Low gilt yields are having a big impact on the income levels that can be achieved on reaching retirement.
Annuity rates have shrunk over recent years as a result of falling gilt yields, improved life expectancy and fewer people in the annuity ‘pool’ due to the growing popularity of non-annuity retirement income options.
Some new research from Skandia has found that this low annuity rate environment has also had an impact on the financial advice being provided to investors reaching retirement.
Skandia found that over half of financial advisers are either recommending a delay to converting pension funds into an income, until annuity rates improve, or phasing their retirement benefits.
29% of financial advisers are recommending the use of savings or investment portfolios to provide an income until such a time when pension income can be generated.
Of course there is no guarantee that annuity rates will improve.
Looking ahead to the next couple of years, the outlook for annuity rates is fairly mixed.

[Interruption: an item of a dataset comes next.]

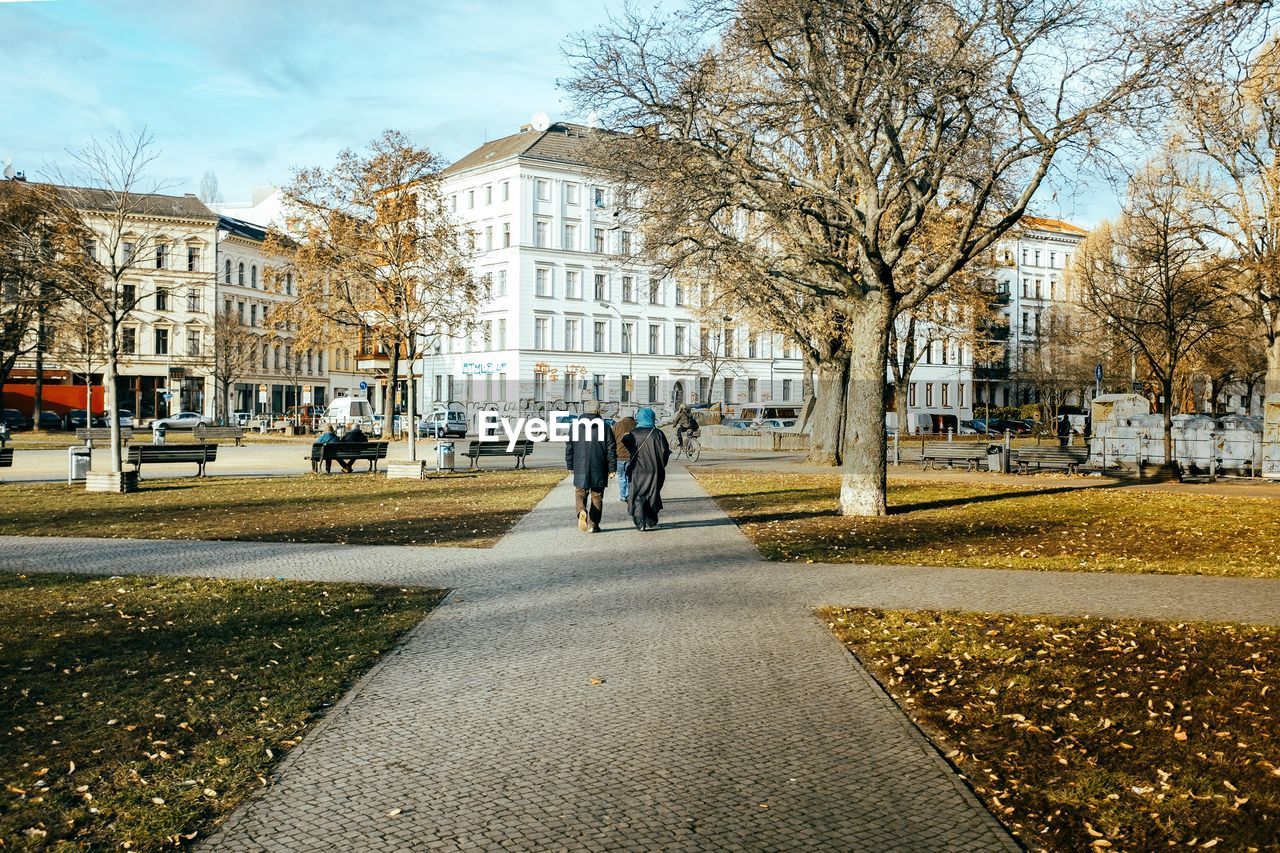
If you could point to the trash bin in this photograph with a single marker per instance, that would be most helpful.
(444, 456)
(80, 459)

Whilst gilt yields could rise from their current near historic lows, other pressures (including new European regulations) are likely to drive down annuity rates in time.
Buying an annuity with your pension fund, after taking tax-free cash if required, is a lasting decision and can look unwise with the benefit of hindsight, should annuity rates improve shortly after the annuity has been purchased.
The market for retirement income products in the UK remains pretty much polarised between conventional annuities and unsecured pension (USP, previously known as income drawdown).
Some ‘third way’ retirement income products have been created, with aim to blend the security of annuity income with the investment growth potential of USP. Despite this attractive sounding proposition, third-way products have largely failed to date to gain popularity in the UK market, partially due to their often opaque charges and complicated terms.
The best way to ensure a sustainable level of income in retirement is to plan for this as soon as possible, giving you as much time ahead of retirement as you can to build sufficient retirement funds.
If you find yourself reaching retirement without the benefit of planning, you need to make the most of the pension and investment funds you have managed to accumulate during your working lifetime.
This means more than simply shopping around for the most competitive annuity rate. Exercising the open market option to get the best rate is only one consideration when converting pension funds into an income in retirement.